Reflexionó un instante.

—Supongo que es un trabajo como cualquier otro. Acabé la carrera de Derecho el año pasado y uno no siempre puede elegir. El trabajo está bien.

—¿Y no da pena tener que echar a todos esos pobrecitos?

Se estaba quedando a cuadros. No esperaba que los policías tuvieran esa actitud.

—No, pena, no —murmuró—. Es el Congreso quien decide, solo llevamos a cabo lo que se aprueba allí dentro. Además, no todo el mundo es expulsado, ¿sabe?

—Pero sí la mayoría, ¿no?

—Bueno sí, tal vez la mayoría.

—¿Qué opinión le merecen los extranjeros?

De pronto, se repuso del asombro.

—¡Pero, bueno! —dijo, incorporándose en la silla—. Ya es hora de que me cuenten de qué va todo esto.

Los dos policías se miraron y Billy T. asintió débilmente con la cabeza. Iversen se percató del gesto.

—Estamos trabajando un caso de suma gravedad que nos trae de cabeza —le contó Hanne—. Las masacres de los sábados, ¿habrá leído algo en los periódicos?

En efecto, había leído cosas. Asintió y empezó a rascarse de nuevo.

—En cada escenario bañado en sangre hallamos una sucesión de números. Números NCE. El domingo encontramos un cuerpo que, posiblemente, es de origen asiático. Y ¿sabe qué? —Lo dijo incluso con cierto entusiasmo y sacó una hoja de la pila que tenía delante—. ¡Dos de esos NCE corresponden a expedientes que usted tiene actualmente sobre la mesa!

El nerviosismo del hombre iba en aumento.
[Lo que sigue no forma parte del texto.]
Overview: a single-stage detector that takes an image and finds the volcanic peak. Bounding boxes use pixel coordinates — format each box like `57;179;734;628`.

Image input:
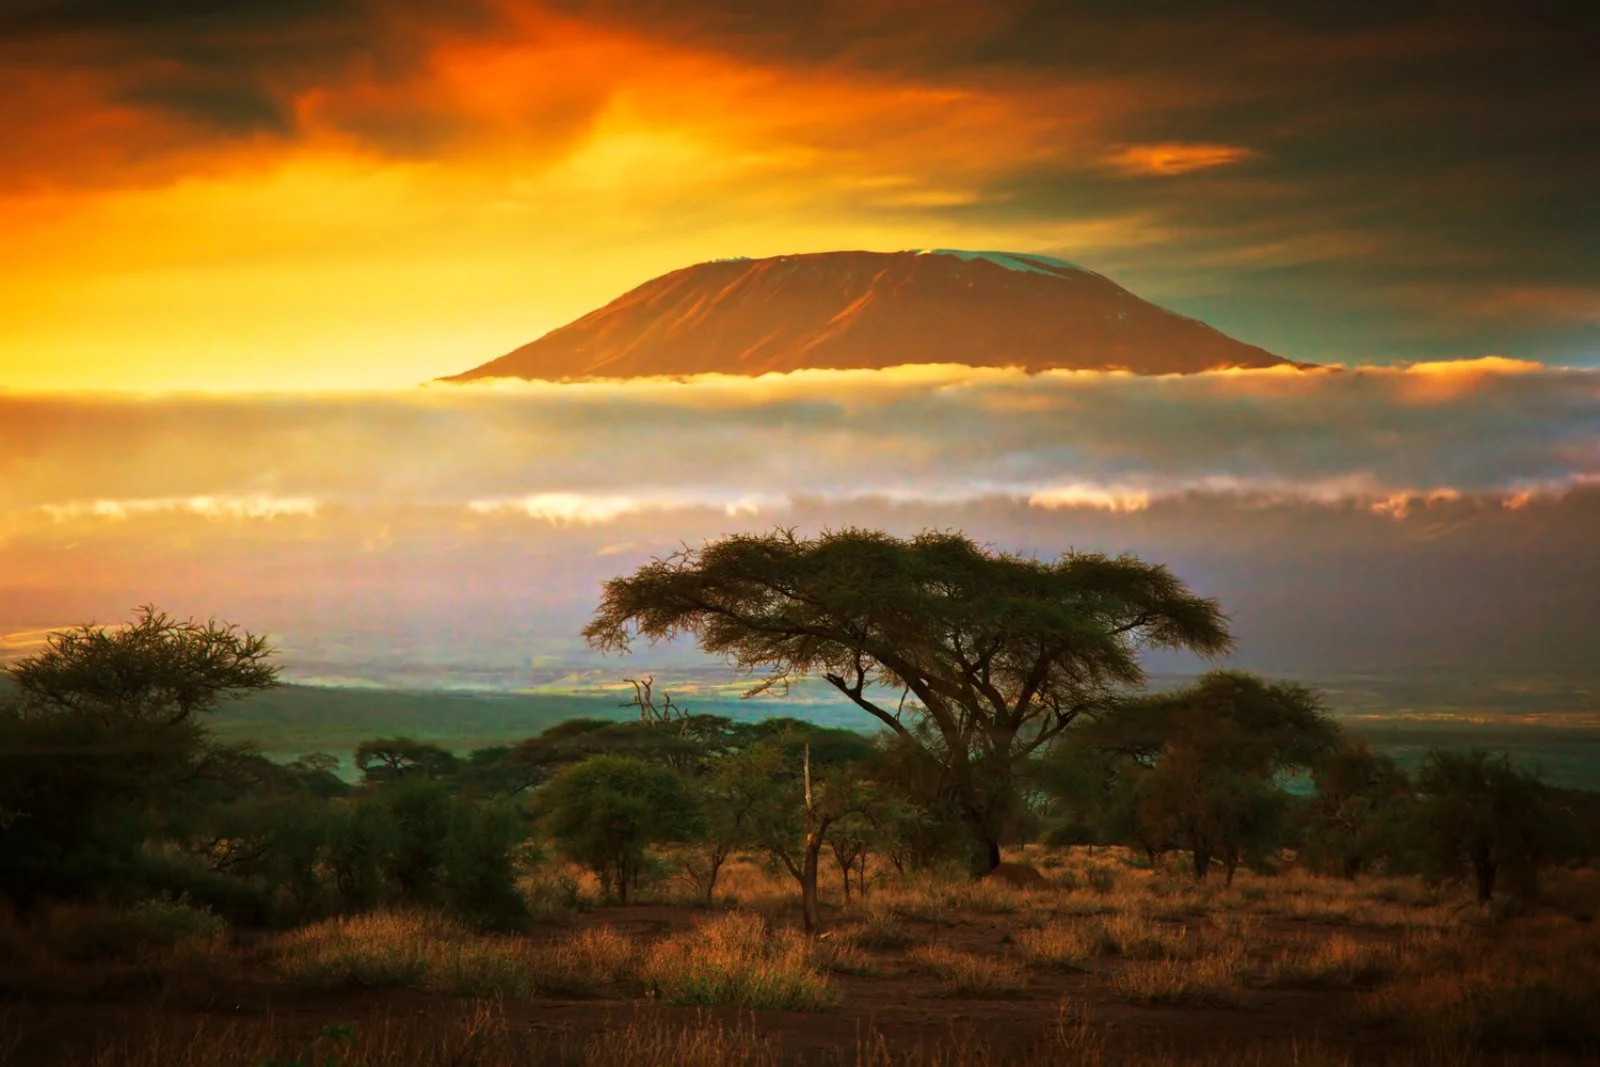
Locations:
444;249;1292;381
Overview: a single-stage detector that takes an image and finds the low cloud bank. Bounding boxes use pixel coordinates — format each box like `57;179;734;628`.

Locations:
2;361;1595;524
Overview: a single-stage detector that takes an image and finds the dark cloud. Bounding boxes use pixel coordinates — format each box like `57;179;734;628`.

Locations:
0;0;503;157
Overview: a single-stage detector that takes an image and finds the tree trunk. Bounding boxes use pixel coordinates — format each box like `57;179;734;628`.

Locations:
1191;846;1211;882
702;849;726;906
802;839;822;935
961;804;1003;877
801;743;822;936
1473;852;1497;903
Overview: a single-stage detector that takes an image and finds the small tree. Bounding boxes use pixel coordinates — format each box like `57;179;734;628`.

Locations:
538;755;702;904
355;737;460;783
1075;671;1336;882
443;796;532;930
1415;749;1563;902
680;766;761;905
584;528;1230;874
0;607;278;911
1132;749;1287;883
381;779;455;903
326;797;392;911
1301;742;1414;879
709;737;874;934
6;605;278;726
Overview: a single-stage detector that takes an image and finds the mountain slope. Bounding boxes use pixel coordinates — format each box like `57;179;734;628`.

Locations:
444;249;1293;381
Hanne constató que estaba intranquilo.

—De hecho, somos muy pocos los que trabajamos con casos relacionados con Asia —dijo prontamente—. No hay nada de extraño en ello.

—Ah, ¿no?

—Quiero decir que le sorprendería la cantidad de casos que pasan por nuestras manos cada año. Centenares de tramitaciones para cada uno de nosotros. Puede que hasta miles —agregó enseguida, quizás en un intento de darle más fuerza al argumento.

—Entonces podrá sin duda ayudarme, gracias a la experiencia que atesora. ¿Cómo procesa realmente estos casos? Quiero decir, de un modo administrativo, ¿está todo informatizado?

—Sí, todo está guardado en soporte informático. Pero también tenemos archivos, ¿sabe? De papel, quiero decir, interrogatorios, cartas y tal.

—¿Y en esos informes aparece toda la información acerca de cada uno de los refugiados o demandantes de asilo?

—Sí, bueno, al menos todo lo que necesitamos saber.

—¿Cosas como con quienes llegaron al país, situación familiar, si conocen a alguien aquí, por qué llegaron precisamente a Noruega, todas esas cosas? ¿También salen esos datos en los archivos?

El hombre se removió de nuevo en la silla y parecía estar ponderando la respuesta.